Canteins Ícones da Trindade

Jean Canteins — A PAIXÃO DE DANTE ALIGHIERI
Contrairement à l’Orient qui a vigoureusement débattu de ce sujet, l’Occident chrétien s’est peu intéressé, pour dire le moins, aux aspects théologiques de l’iconographie sacrée. Dans un livre récent (Dieu dans l’art, Le Cerf 1984), le Père F. Bospflug expose le problème de la représentation de Dieu, plus précisément de la Sainte Trinité, en s’appuyant sur un des rares textes circonstanciés émanant de l’autorité romaine, la lettre Sollicitudini Nostrae adressée le 1er octobre 1745 par Benoît XIV à l’Evêque d’Augsbourg qui l’avait consulté à propos d’une « affaire » de diffusion d’image hétérodoxe du Saint-Esprit. Voici, en substance, les conclusions du Pape concernant la représentation de la Trinité (op. cit. pp.295-7). Les images de la Trinité anthropomorphe ne font pas l’unanimité du fait de divergences dans l’interprétation de l’apparition à Abraham. Il y a trois façons de la comprendre. La première est celle de saint Augustin dans le De Trinitate (11.20) ; l’évêque d’Hippone, tirant argument de l’oscillation du texte biblique entre le singulier («le Seigneur lui apparut ») et le pluriel («trois hommes lui apparurent »), y voit « insinué » le mystère de la tri-unité. Cette interprétation est la plus généralement suivie en Occident. La seconde est celle des Juifs pour qui les trois visiteurs d’Abraham sont trois Anges (Michael, Gabriel et1) ; elle a recueilli l’assentiment de certains théologiens catholiques (Tostat : 1400-1455). La troisième est l’interprétation christologique qui reconnaît dans les trois visiteurs le Christ accompagné de deux Anges ; elle a été adoptée par un nombre non négligeable de Pères. Le Pape, qui penche personnellement pour cette dernière interprétation, manifeste ses réserves à l’égard de celle d’Augustin ; il la considère comme insuffisamment fondée et il en tire argument pour dire tout aussi illégitime la représentation anthropomorphe de la Trinité que l’interprétation trinitaire de Gen XVIII.
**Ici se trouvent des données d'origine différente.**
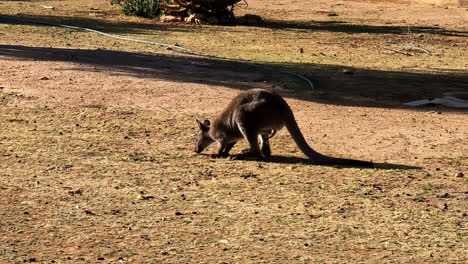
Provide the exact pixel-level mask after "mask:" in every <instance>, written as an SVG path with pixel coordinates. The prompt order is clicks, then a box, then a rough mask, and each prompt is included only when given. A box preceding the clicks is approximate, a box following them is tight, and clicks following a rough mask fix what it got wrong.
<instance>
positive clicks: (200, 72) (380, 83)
mask: <svg viewBox="0 0 468 264" xmlns="http://www.w3.org/2000/svg"><path fill="white" fill-rule="evenodd" d="M0 56H5V57H10V58H16V59H24V60H39V61H64V62H72V63H74V67H75V68H73V69H72V70H79V71H97V72H101V71H103V70H108V71H109V74H113V75H121V76H131V77H138V78H148V79H161V80H168V81H172V82H180V83H202V84H208V85H221V86H225V87H229V88H233V89H239V90H244V89H251V88H255V87H261V86H262V85H264V81H266V80H268V81H271V80H273V81H275V80H276V81H278V82H279V83H281V82H282V81H283V79H288V78H289V79H290V78H295V77H294V76H289V75H285V74H284V73H279V72H275V71H269V70H265V69H260V68H256V67H254V66H251V65H248V64H245V63H243V62H233V61H227V60H222V59H217V58H207V57H199V56H189V55H183V54H153V53H136V52H124V51H116V50H101V49H98V50H82V49H64V48H46V47H28V46H21V45H0ZM261 65H262V66H267V67H269V68H275V69H278V70H284V69H285V68H284V67H278V66H277V65H271V64H261ZM286 69H289V70H290V71H292V72H294V71H295V69H309V72H308V73H307V76H308V77H309V78H310V79H312V80H313V81H314V83H315V90H313V91H311V90H308V92H307V93H290V92H287V91H285V92H283V96H285V97H293V98H298V99H301V100H308V101H313V102H319V103H324V104H335V105H351V106H365V107H401V105H402V104H403V103H406V102H409V101H413V100H419V99H424V98H436V97H441V96H442V95H443V94H444V93H447V92H467V91H468V75H467V74H465V73H458V72H456V73H451V72H449V73H444V74H425V73H404V72H395V71H377V70H366V69H359V68H349V67H347V68H346V70H347V71H346V72H343V67H342V66H337V65H323V64H320V65H319V64H304V63H303V64H288V65H287V68H286ZM350 72H352V73H353V74H349V73H350ZM295 81H296V82H302V80H299V79H297V80H295ZM299 85H300V84H299ZM302 86H303V87H307V84H306V83H305V82H304V83H302ZM303 91H307V88H305V89H304V90H303ZM457 111H465V110H457Z"/></svg>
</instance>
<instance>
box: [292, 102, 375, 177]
mask: <svg viewBox="0 0 468 264" xmlns="http://www.w3.org/2000/svg"><path fill="white" fill-rule="evenodd" d="M286 128H287V129H288V131H289V134H291V137H292V138H293V140H294V142H296V145H297V146H298V147H299V149H300V150H301V151H302V153H304V154H305V155H306V156H307V157H309V158H310V159H311V160H312V162H313V163H314V164H317V165H344V166H358V167H367V168H373V167H374V165H373V164H372V162H368V161H362V160H353V159H342V158H334V157H330V156H326V155H323V154H320V153H318V152H317V151H315V150H314V149H312V148H311V147H310V146H309V144H307V141H306V140H305V138H304V136H303V135H302V132H301V130H300V129H299V126H298V125H297V122H296V119H295V118H294V114H293V113H292V110H291V109H289V116H288V118H287V121H286Z"/></svg>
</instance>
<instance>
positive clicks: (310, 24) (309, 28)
mask: <svg viewBox="0 0 468 264" xmlns="http://www.w3.org/2000/svg"><path fill="white" fill-rule="evenodd" d="M254 26H258V27H265V28H270V29H294V30H304V31H329V32H341V33H348V34H395V35H406V34H408V26H394V25H388V26H371V25H359V24H352V23H349V22H345V21H305V22H303V21H282V20H268V21H265V22H263V23H258V24H255V25H254ZM410 30H411V33H412V34H415V33H416V34H423V33H424V34H433V35H444V36H457V37H467V36H468V32H466V31H456V30H446V29H444V28H441V27H421V26H412V27H411V29H410Z"/></svg>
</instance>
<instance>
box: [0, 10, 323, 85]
mask: <svg viewBox="0 0 468 264" xmlns="http://www.w3.org/2000/svg"><path fill="white" fill-rule="evenodd" d="M0 17H4V18H6V19H10V20H16V21H21V22H26V23H30V24H38V25H47V26H54V27H64V28H70V29H78V30H84V31H89V32H94V33H97V34H100V35H104V36H107V37H111V38H116V39H122V40H128V41H134V42H140V43H146V44H152V45H159V46H163V47H169V48H173V49H174V50H175V51H177V50H179V52H185V53H188V54H190V55H196V56H200V57H206V58H216V59H222V58H217V57H214V56H209V55H203V54H201V53H198V52H195V51H193V50H191V49H188V48H184V47H180V46H177V45H171V44H166V43H161V42H153V41H147V40H140V39H132V38H127V37H121V36H117V35H112V34H108V33H105V32H102V31H99V30H95V29H91V28H85V27H76V26H69V25H63V24H53V23H48V22H38V21H32V20H25V19H20V18H12V17H5V16H0ZM223 60H227V61H233V62H237V63H243V64H246V65H250V66H253V67H256V68H260V69H266V70H269V71H275V72H281V73H286V74H290V75H293V76H296V77H298V78H300V79H302V80H304V81H306V82H307V84H309V86H310V88H311V89H312V90H314V89H315V87H314V84H313V83H312V81H311V80H309V79H308V78H306V77H304V76H302V75H300V74H297V73H293V72H289V71H284V70H278V69H274V68H271V67H267V66H263V65H258V64H255V63H250V62H244V61H234V60H229V59H223Z"/></svg>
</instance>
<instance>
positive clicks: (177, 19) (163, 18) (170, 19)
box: [160, 16, 180, 22]
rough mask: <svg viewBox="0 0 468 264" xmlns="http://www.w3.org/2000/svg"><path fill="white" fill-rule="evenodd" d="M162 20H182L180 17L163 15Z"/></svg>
mask: <svg viewBox="0 0 468 264" xmlns="http://www.w3.org/2000/svg"><path fill="white" fill-rule="evenodd" d="M160 21H161V22H178V21H180V19H179V18H177V17H175V16H162V17H161V18H160Z"/></svg>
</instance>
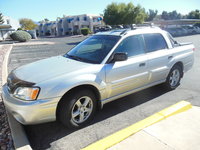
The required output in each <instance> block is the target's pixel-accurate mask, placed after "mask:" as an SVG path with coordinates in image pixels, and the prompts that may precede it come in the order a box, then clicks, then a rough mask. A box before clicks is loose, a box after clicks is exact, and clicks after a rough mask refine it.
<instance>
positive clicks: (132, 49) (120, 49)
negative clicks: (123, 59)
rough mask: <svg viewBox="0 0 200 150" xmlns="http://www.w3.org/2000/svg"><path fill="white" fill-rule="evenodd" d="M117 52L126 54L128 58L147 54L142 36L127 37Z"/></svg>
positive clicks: (116, 49)
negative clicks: (146, 53)
mask: <svg viewBox="0 0 200 150" xmlns="http://www.w3.org/2000/svg"><path fill="white" fill-rule="evenodd" d="M115 52H125V53H127V54H128V57H131V56H135V55H139V54H143V53H145V48H144V41H143V37H142V35H134V36H129V37H127V38H126V39H124V40H123V41H122V42H121V43H120V44H119V45H118V47H117V48H116V50H115Z"/></svg>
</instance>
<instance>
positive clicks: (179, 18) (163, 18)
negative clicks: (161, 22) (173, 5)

Lorsqu’on constate les griefs qu’un représentant autorisé de l’art chrétien orthodoxe, Leonid Ouspensky, accumule, en postface du livre, l’on ne peut qu’approuver les réserves de Benoît XIV même si l’on peut lui reprocher de n’avoir pas tiré des conclusions plus drastiques qui auraient peut-être empêché l’art religieux d’Occident de sombrer dans l’incohérence et la décomposition. Il est vrai que du temps de Benoît XIV le processus de désacralisation était déjà irréversiblement engagé et qu’il était trop tard pour réagir : les origines du fiasco de l’art chrétien occidental, quoi qu’en disent les P. Régamey et autres, sont bien antérieures au XVIIIe siècle, elles se situent environ trois siècles plus tôt.